Kickstarter Says It Was Wrong About ‘Above The Game' Campaign, Bans Future ‘Seduction Guides'
Kickstarter just published a blog post offering its take on a controversial campaign to fund a book called Above the Game: A Guide To Getting Awesome With Women.
The title of the post, “We were wrong,” makes the company’s position pretty clear. What was so bad about the campaign? Well, comedian Casey Malone had a pretty damning blog post about it — Malone basically quoted the parts of the guide that have already been published on Reddit, with tips like:
Decide that you’re going to sit in a position where you can rub her leg and back. Physically pick her up and sit her on your lap. Don’t ask for permission. Be dominant. Force her to rebuff your advances. …
Pull out your cock and put her hand on it.
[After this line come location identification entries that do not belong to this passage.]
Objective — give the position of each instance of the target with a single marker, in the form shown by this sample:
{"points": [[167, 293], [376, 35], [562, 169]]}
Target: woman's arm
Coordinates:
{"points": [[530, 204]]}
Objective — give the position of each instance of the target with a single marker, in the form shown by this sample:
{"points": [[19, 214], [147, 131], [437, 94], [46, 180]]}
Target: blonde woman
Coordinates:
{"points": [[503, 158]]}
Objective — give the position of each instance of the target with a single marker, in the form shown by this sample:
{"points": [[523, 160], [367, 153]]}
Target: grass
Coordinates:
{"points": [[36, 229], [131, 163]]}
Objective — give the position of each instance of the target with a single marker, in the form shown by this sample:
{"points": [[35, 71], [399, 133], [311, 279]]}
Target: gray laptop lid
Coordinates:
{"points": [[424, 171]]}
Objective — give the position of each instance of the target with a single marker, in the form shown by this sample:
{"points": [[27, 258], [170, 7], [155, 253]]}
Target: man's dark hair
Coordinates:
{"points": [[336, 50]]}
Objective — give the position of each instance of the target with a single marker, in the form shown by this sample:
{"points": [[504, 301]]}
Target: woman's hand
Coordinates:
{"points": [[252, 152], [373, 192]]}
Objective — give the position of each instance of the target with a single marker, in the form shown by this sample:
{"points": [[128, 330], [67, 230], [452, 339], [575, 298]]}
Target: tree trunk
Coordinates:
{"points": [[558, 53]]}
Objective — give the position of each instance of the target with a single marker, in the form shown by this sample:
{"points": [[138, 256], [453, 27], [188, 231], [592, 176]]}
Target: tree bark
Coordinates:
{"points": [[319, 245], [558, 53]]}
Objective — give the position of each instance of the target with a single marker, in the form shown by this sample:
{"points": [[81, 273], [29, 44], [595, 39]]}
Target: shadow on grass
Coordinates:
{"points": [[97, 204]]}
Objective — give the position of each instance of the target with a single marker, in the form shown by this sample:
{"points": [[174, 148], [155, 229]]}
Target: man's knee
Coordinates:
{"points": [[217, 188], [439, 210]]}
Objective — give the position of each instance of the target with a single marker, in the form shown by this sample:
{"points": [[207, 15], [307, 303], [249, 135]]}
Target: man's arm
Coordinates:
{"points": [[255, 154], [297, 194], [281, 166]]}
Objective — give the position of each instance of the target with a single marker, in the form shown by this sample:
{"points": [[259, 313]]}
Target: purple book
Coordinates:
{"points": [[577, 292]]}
Remember, she is letting you do this because you have established yourself as a LEADER. Don’t ask for permission, GRAB HER HAND, and put it right on your dick.
(The author Ken Hoinsky has said the quotes were taken out of context, and that he was just saying, “Don’t wait for signs before you make your move,” not advocating for sexual assault.)
Kickstarter says it first saw Malone’s blog post, and the material that he was linking to, on Wednesday morning, and it found the content pretty offensive. But the company didn’t cancel the campaign, it says, because it only had two hours before it ended (“We’ve never acted to remove a project that quickly.”) and because Kickstarter has an obligation “to approach these investigations methodically as there is no margin for error in canceling a project.”
“These factors don’t excuse our decision but we hope they add clarity to how we arrived at it,” the post says. It goes on to say that material glorifying violence against women has always been prohibited, and that if Kickstarter had seen this material when the project was submitted (again, the offensive content was first posted on Reddit, not the actual Kickstarter page), it would never have been approved.
Despite the apology, Kickstarter says there’s no taking back the money after the campaign has been funded. However, it says it is banning any future “seduction guides” from the site, and it’s also donating $25,000 to the anti-sexual violence group RAINN.